Dec 31, 2013

    Start the New Year on the right foot

    THE year-end festive season may bring about a mixed bag of emotions - the joy and excitement that come from celebrations and sumptuous meals coinciding with worries and feelings of stress over the pressure of career goals we set out to achieve at the start of the year.

    The close of another year often gets people thinking not only about their achievements, but also setbacks that they may have faced over the past 12 months.

    For many young executives and even experienced working adults, it is usually the time to take stock and evaluate whether they have achieved their career goals for the year. They may experience a sense of anticipation and have a positive outlook towards new beginnings, or harbour feelings of regret and sadness over unfulfilled aspirations.

    As an executive starting out in the corporate world, you are eager to make an impression at work. Many of us may believe that belonging to a group and being seen as a team player is part of the job as we aspire to progress in our careers.

    With the festive season around the corner, you may feel the need to participate in the office gift exchange, or attend after-office-hours social functions, for fear of being left out.

    This may lead to last-minute stressful shopping sprees to buy gifts or efforts to look your best. You may also feel the need to buy something nice for your loved ones, which can lead to financial stress as your budget may start to look stretched.

    The stress level may also go up a notch if you are a perfectionist at work. You constantly spot mistakes in your work and try to improve. Perfectionists will rarely accept anything less than perfection, even in their social lives, as anything less than perfect is considered a failure.

    How then can we ensure that we start the year on the right foot?

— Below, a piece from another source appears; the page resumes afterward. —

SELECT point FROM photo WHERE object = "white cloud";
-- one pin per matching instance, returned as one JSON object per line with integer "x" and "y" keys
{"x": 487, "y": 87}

    Coping with year-end stress

    It is important to start the New Year on a positive note. To do that, there is a need to understand that negative feelings can stem from unrealistic expectations of yourself and others.

    Keeping up with the Joneses

    We often find that we place pressure on ourselves by trying to keep up with the Joneses, especially in gift buying. But ask any recipient and you will often realise that it is truly the thought that counts. People appreciate the effort taken to present them with a thoughtful gift, regardless of its cost.

    You can also take comfort in the fact that many of these negative feelings like keeping up with appearances or preparing for the year-end social event will eventually pass as the festive season ends.

    Realistic goals, even for the perfectionist

    The year-end holiday season is a good time to reflect on and explore areas in your life that have been bothering you. Use the break to come up with solutions for those stressors that you believe you can resolve. Ask yourself if the expectations you have of yourself are realistic - whether on the personal front or at work.

    If they are not, you might want to revise your goals towards something more manageable while still being aspirational. If you find yourself unable to work through these issues on your own, consider talking to a trusted mentor or friend.

    Getting active can give your mind and body a break from the issues that cannot be resolved. Indulge in activities that bring pleasure, relaxation and meaning. Go for a massage, sign up for yoga class or spend some time with nature. Staying away from places that trigger stress can help you to relax.

    Count your blessings

    Volunteering for a cause can add meaning to your life, and increase a sense of joy and contentment. Through volunteering, you learn to appreciate what you have, count your blessings and show gratitude.

    Being thankful and showing appreciation foster positive feelings, which in turn contribute to one's overall sense of well-being. It has been found that being grateful brings about greater optimism and a sense of connectedness to others.

    New Year resolutions are for the year, not just the month of December

    We make resolutions every year with the best of intentions and hope that we can stick to them. Personal resolutions may range from losing weight to getting that promotion at work.

    The thing about resolutions is that they usually start out well during the first few weeks but once work starts to pile up, you may find that you have less time to work on your resolutions. This is when you should understand that resolutions are to be worked on throughout the year.

    They are life-long changes that you want to make. Not achieving the resolutions for the year does not represent failure; it is simply a bump on the road.

    You should consider reviewing your resolutions regularly throughout the year. This will allow you to see how you are coping and make adjustments accordingly, instead of reviewing them at the end of the year, only to realise you have missed your targets.

    Start 2014 SMART

    Take some time during this holiday season to refocus and work towards more manageable expectations of yourself by setting SMART goals. SMART goals are targets that are Specific, Measurable, Attainable, Realistic and Timely. By adopting the right attitude, there is no reason why you cannot achieve your goals.

    Here is wishing you a happy and stress-free holiday season.

    The writer is a clinical psychologist from the National Healthcare Group Polyclinics.